I may have posted about it before but in case you missed it I'll do a quick catch up.
Big is now 12 and has turned into a teenager overnight. Everything is boring or " S'orite". The answer to every question is "Dunno" even if he bloody we does know. Under NO circumstances was it his fault and everything is funny, especially getting a bollocking from your seriously pissed off Mother.
Chaos is nearly two. Yes, I know, terrible two's it will pass la la la aaa. Actually, I might have torn all my hair out and gone officially stark raving bonkers by then. I'm serious!! Watching Chaos is like watching a woman with chronic PMT who is Bipolar and has a personality disorder. He is his normal happy and adventurous self one minute then he is clingy, weepy and slightly hysterical the next, for no apparent reason. This is a bit new to me as Big was never like this. Whether that's because I only had him to worry about or that he is just different I don't know.
Chaos has also started getting a bit pushy too. He will pull or push Squish until he falls over or snatch his toys off him. He kicks out at us while we are trying to do his nappy or throws things for no reason. The other thing is the strops. He gets really frustrated when he can't do something and throws himself about and screams like a girl. It can be a smidge embarrassing in town! I must stress, this is not his normal behavior. There have been no changes to his routine or anything else I can pin point other than my brother in law moving in and Chaos loves him.
To me he is behaving as if he is really, really overtired. That could have something to do with it as he isn't sleeping or eating so well either. Nothing seems to work at the moment so I suppose I will just have to ride out the storm.
I feel sorry for Chaos during his outbursts, as he does look like he's been dumped in a world he doesn't understand. I wish I could try to explain what is going on to make it easier for him.
I had a look on the internet and all I could find was that at 2 boys have a surge of testosterone which would explain a lot of his behaviour. Also, that most "tantrums" are due to an inability to communicate their feelings or emotions. That does go a long way to eplain his behaviour although it doesn't make it much easier to cope with! I managed a brief chat with my husband last night whilst trying to settle the boys to sleep. The only thing we have come up with that might help is to try to spend time with the boys individually. Not easy as there are three of them and only 2 of us!

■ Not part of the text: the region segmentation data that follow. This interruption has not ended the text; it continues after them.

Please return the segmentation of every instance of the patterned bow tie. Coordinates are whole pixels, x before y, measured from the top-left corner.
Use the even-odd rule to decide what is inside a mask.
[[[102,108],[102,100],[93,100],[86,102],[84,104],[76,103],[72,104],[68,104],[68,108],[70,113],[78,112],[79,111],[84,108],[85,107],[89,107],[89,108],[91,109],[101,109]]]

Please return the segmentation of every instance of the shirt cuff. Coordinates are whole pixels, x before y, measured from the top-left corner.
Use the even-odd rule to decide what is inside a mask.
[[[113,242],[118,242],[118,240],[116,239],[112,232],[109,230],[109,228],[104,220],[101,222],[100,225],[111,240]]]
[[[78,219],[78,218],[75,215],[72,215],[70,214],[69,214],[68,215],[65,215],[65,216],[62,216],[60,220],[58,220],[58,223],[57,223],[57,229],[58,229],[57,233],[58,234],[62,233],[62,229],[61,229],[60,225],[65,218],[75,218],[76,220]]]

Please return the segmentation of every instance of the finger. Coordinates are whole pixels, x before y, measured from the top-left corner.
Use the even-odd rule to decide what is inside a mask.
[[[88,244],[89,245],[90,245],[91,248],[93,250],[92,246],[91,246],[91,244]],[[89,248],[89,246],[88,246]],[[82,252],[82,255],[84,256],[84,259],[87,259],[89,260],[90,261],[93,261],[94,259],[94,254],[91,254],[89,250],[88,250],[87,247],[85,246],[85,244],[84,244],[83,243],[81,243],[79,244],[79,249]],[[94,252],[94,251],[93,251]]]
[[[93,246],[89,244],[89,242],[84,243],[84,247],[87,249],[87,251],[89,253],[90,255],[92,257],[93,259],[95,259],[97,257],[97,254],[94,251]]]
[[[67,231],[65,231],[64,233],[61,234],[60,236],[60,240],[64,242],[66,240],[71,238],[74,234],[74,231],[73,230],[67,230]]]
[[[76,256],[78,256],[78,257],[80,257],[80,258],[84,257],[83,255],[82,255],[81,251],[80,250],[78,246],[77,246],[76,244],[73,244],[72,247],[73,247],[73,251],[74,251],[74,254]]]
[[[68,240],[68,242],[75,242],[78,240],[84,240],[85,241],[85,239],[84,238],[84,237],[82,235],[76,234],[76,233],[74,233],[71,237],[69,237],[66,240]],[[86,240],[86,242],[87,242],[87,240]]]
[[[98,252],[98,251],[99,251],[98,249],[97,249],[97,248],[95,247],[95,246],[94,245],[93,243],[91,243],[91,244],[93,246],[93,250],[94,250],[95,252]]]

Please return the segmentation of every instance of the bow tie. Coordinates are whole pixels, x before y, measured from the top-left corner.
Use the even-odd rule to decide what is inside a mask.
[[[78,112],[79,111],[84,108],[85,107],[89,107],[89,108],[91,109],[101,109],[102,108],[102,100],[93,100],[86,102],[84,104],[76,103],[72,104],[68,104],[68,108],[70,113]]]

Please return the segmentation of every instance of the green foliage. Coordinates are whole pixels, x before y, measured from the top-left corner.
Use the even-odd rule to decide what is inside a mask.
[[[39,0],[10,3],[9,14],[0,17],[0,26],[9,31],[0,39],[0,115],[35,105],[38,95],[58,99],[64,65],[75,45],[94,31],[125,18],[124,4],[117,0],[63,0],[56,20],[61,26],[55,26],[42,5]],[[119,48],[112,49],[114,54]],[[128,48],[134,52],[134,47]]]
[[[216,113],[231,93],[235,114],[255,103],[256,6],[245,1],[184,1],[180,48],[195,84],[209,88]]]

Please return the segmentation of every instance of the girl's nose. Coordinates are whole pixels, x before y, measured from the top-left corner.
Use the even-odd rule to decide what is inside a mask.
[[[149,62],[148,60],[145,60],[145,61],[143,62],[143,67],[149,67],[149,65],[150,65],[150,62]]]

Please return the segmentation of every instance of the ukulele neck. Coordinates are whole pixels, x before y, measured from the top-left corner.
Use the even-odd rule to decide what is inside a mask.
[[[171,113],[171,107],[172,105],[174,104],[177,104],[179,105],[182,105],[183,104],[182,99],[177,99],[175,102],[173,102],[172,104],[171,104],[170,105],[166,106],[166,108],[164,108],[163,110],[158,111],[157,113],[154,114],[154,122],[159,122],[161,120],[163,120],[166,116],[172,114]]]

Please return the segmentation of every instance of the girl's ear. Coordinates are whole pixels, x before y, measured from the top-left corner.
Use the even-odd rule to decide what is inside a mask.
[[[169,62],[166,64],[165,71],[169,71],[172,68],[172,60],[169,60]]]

On Saturday one of us will take Chaos, Big and his mate to the Oasis Pool in Swindon. Chaos gets individual time swimming, which he loves. Big loves the Oasis so he will be happy and Squishy baby gets brother free time too. Hopefully it will work out well. I'm sure you'll get to hear all about it!
As always, any advice is very welcome. I need all the help I can get!
Wow, this must be a real toughie! I honestly don't think that there is ever an easy age where kids are concerned :( I have a 12 yr old, 10 yr old and an almost 8 yr old - I am always moaning that because they're close in age, they're hyper competitive and then there's the bit about them being different sexes so they don't want to do the same thing - gah! Honestly, it's all just a phase and I think we find things that help us to 'muddle through'. What you plan to do on Saturday for example, sounds perfect. It's just so hard to organise sometimes isn't it? As my oldest is now at Secondarly School, I do find it helps to have her friends round....we are all just sooo boring after all!